Los resultados de vivir bajo los parámetros de Dios son salud y vida. “Pongan en práctica mis leyes y decretos. El hombre que los cumpla, vivirá. Yo soy el Señor” (Levítico 18:5). “Les aseguro que quien hace caso de mi palabra, no morirá” (Juan 8: 51). Esto no significa que las familias cristianas sean perfectas o estén exentas de problemas y sufrimiento, pero sí significa que deberen reflejar la luz y la vida que caracterizan a los hijos de Dios, aún en medio de la realidad de la imperfección y el dolor. El propósito no es adjudicarse el crédito, exhibiendo resultados que nos hagan soberbios y nos lleven a sentirnos superiores a los demás, sino reconocer en todo la obra redentora de Dios.

 

La “cultura de vida” que Dios desea de un pueblo que le honra y sirve tienen que ver con el amor puesto en acción: la forma respetuosa en que nos tratamos, el ejercicio de una autoridad responsable y que cuida, la protección de los más débiles y necesitados, la promoción de la dignidad y el valor de la vida humana en todas sus formas, la solidaridad que caracterice nuestras acciones, el compromiso con la vida de nuestro prójimo, la voluntad para ser la voz de los que no tienen voz, para denunciar la injusticia y la opresión, para ser luz donde hay oscuridad.

 

Las familias cristianas están llamadas no sólo a funcionar bien para su propio beneficio, sino a ser una influencia positiva, llena de vida, en la sociedad en la que está inserta. Tiene un llamado a ser diferente, a escuchar y transmitir la voz de Dios, a ser una fuente de inspiración y ayuda a una sociedad enferma, en crisis, en decadencia, que va hacia la muerte. Es un llamado a tener protagonismo social, a ocupar espacios con un estilo diferente, el estilo de Dios. Para ello, la familia debe vivir los principios de Dios y no solamente conocerlos o enunciarlos, comprometiéndose con los problemas sociales de su medio. Esto es válido para la familia humana y también para la familia de Dios. Deben ser la expresión viviente del amor de Dios por el hombre.

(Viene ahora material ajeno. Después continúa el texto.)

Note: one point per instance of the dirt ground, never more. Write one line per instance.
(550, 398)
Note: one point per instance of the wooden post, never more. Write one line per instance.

“Que el Señor tenga compasión y nos bendiga, que nos mire con buenos ojos, para que todas las naciones de la tierra conozcan su voluntad y salvación” (Salmo 67: 1 y 2).  “Pero ustedes son una familia escogida… para que anuncien las obras maravillosas de Dios, el cual los llamó a salir de la oscuridad para entrar en su luz maravillosa” (1 Pedro 2:9).

Notas

(1)    La Nación, 15 de enero de 2004. La muerte afectiva de la niñez, por Ana María Cabanillas, profesora adjunta de la cátedra de Psicología Forense de la UBA y asesora de la Defensoría General de la Nación.

Citas bíblicas tomadas de la Versión Popular

Maria Elena Mamarian de Partamian, argentina, psicóloga, docente de EIRENE y coordinadora del Centro Familiar Eirene.